I still have no idea what I’m going to write, though. I haven’t even edited last year’s novel. It desperately needs it, honestly, but I’m not going to ‘cheat’ and use NaNo 2014 for that. It’s going to be all writing, something new. Maybe I’ll finally get to writing Thirty-Three Days into something real, or maybe I’ll start the second part of the novel which I started last year for NaNo. Or maybe I’ll rewrite the concept I started last October. I really, really enjoyed the concept, it just became really disjointed, and I think I can take the ideas and write them more concretely now that I’ve had some time to think on it.
Of course that brings me to the dilemma of what to do in October.
I don’t want to run the risk of basically writing all my ideas for NaNo 2014 in October, but I really need to get into a writing habit again, since it’s been a long time for me.

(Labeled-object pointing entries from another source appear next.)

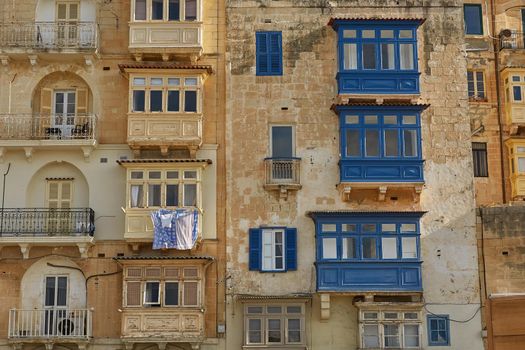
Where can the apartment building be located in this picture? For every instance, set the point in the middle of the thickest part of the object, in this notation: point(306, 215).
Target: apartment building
point(496, 58)
point(350, 208)
point(111, 111)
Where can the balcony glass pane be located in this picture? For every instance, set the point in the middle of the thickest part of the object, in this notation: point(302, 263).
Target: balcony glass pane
point(173, 101)
point(154, 195)
point(157, 9)
point(406, 56)
point(369, 248)
point(369, 56)
point(191, 10)
point(353, 143)
point(329, 248)
point(410, 143)
point(139, 98)
point(155, 102)
point(171, 291)
point(350, 56)
point(140, 10)
point(387, 56)
point(190, 101)
point(172, 195)
point(190, 195)
point(174, 10)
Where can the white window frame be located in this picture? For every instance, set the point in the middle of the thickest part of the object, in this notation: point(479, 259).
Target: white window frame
point(381, 321)
point(272, 253)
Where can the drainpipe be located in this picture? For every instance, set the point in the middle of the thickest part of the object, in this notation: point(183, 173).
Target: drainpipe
point(498, 96)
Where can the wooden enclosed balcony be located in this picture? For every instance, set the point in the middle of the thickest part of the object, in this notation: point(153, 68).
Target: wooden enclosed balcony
point(50, 325)
point(63, 37)
point(27, 227)
point(26, 131)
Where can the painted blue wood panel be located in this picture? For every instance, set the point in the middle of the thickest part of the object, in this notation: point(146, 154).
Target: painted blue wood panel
point(359, 276)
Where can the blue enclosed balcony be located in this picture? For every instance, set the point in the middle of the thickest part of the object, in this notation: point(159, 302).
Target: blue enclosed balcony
point(367, 251)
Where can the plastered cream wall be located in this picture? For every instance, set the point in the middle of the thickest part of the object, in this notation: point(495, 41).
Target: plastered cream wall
point(302, 97)
point(100, 183)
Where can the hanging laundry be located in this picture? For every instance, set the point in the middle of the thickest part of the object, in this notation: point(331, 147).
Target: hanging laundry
point(174, 229)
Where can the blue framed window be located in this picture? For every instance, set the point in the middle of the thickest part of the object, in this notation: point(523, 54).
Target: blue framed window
point(438, 330)
point(380, 143)
point(362, 251)
point(273, 249)
point(269, 53)
point(377, 56)
point(473, 19)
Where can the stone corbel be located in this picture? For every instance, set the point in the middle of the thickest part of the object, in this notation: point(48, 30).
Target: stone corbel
point(325, 307)
point(29, 153)
point(24, 249)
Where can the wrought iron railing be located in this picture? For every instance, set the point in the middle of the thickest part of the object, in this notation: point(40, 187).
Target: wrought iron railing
point(30, 222)
point(50, 323)
point(38, 127)
point(283, 171)
point(49, 35)
point(512, 39)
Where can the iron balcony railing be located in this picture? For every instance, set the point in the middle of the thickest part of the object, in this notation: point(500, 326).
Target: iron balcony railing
point(512, 39)
point(49, 35)
point(50, 323)
point(39, 127)
point(283, 171)
point(30, 222)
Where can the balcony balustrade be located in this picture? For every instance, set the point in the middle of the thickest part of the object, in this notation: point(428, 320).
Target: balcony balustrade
point(36, 36)
point(58, 324)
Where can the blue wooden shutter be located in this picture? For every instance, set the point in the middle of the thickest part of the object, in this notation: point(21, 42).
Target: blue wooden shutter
point(291, 249)
point(255, 249)
point(275, 53)
point(261, 43)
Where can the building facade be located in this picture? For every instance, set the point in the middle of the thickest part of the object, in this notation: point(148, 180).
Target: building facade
point(350, 212)
point(111, 111)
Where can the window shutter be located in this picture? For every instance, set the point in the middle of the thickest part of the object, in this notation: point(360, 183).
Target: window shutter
point(262, 53)
point(255, 249)
point(46, 98)
point(291, 249)
point(275, 53)
point(82, 101)
point(133, 294)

I love writing, and I feel like I’m happier and healthier when I’m writing, but after a year almost of not writing I know I need to get back into the habit. I also need to learn how to work it into my daily/weekly schedule. I suppose I can use the month to work through a backlog of writing prompts, and that will help me get into the habit of writing both for a word-count and on a regular schedule. Both will be good for me.
I found myself wanting to read through some of last year’s novel, and I noticed something interesting. I didn’t remember a lot of it. I don’t know what that means, really, but there were a lot of details I didn’t remember whatsoever. I guess that says two things: first, that I really need to sit and read the story so I can edit it, and that a lot of that story came to me in flashes of pure inspiration, but didn’t stick with me. Is that a good thing? Maybe not. If it wasn’t memorable to me maybe it wasn’t memorable at all. Though realistically, it’s a rough draft. It’s a first draft, and by no means a finished novel. It needs a lot of work before it’s a finished novel. I haven’t even considered really publishing it somehow. I think it has the bones of a series, but that requires work I haven’t been able to put into it yet. Yet.